This review is long and long overdue. I saw Robin 2 years ago for anxiety and depression. My doctor referred me to her after I stated that I wanted to be weaned off the medication I was taking for my anxiety. Honestly I didn’t think it was working anymore and rather than increase my dosage or change my prescription I wanted to just get over it. Because I live in Calgary I went to a Hypnotherapist closer to home, I assumed that it didn’t really matter who I saw. At my next appointment I mentioned to my doctor that the hypnotherapy I got didn’t make much of a difference for my anxiety, and I got educated. Apparently anyone can call themselves a Hypnotherapist I guess it’s not really regulated. I had no idea.

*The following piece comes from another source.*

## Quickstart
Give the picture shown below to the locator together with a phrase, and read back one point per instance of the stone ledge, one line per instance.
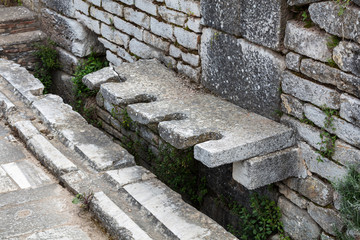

My doctor encouraged me to try again with Robin so I made an appointment. I liked her immediately. She was quirky, funny and real. And SMART. This lady knows what she is talking about! She told me I would need 6 sessions. I remember doing the math, 6 sessions was a little more than what I was paying in a year for my meds even after some pretty good benefits. So I thought, why not?
Robin saved my life. I didn’t even do all of the homework she gave me (sorry Robin) and I still recovered from a life time of anxiety and periodic depressive episodes. A life time! I started feeling better right after the first session. And it got better and better. I am now in control of my thoughts and my feelings. She gave me a better understanding of why I felt the way I did and the cause and I healed. It’s amazing that in just 6 hours she was able to do what 10 years of regular Psychologist appointments couldn’t do. Needless to say I told everyone I knew. And everyone I knew that went to see her has been happy they did.
I recently started feeling anxious again and got worried. I knew it was because of the whole covid business but I was feeling uncomfortable and afraid that my crippling anxiety would come back. So I went for a “touch up”. She’s still real, she’s still funny and I think she might even be smarter!
Thank you Robin. I think about you all the time, your voice is in my head “how would I rather feel” and I am grateful for it.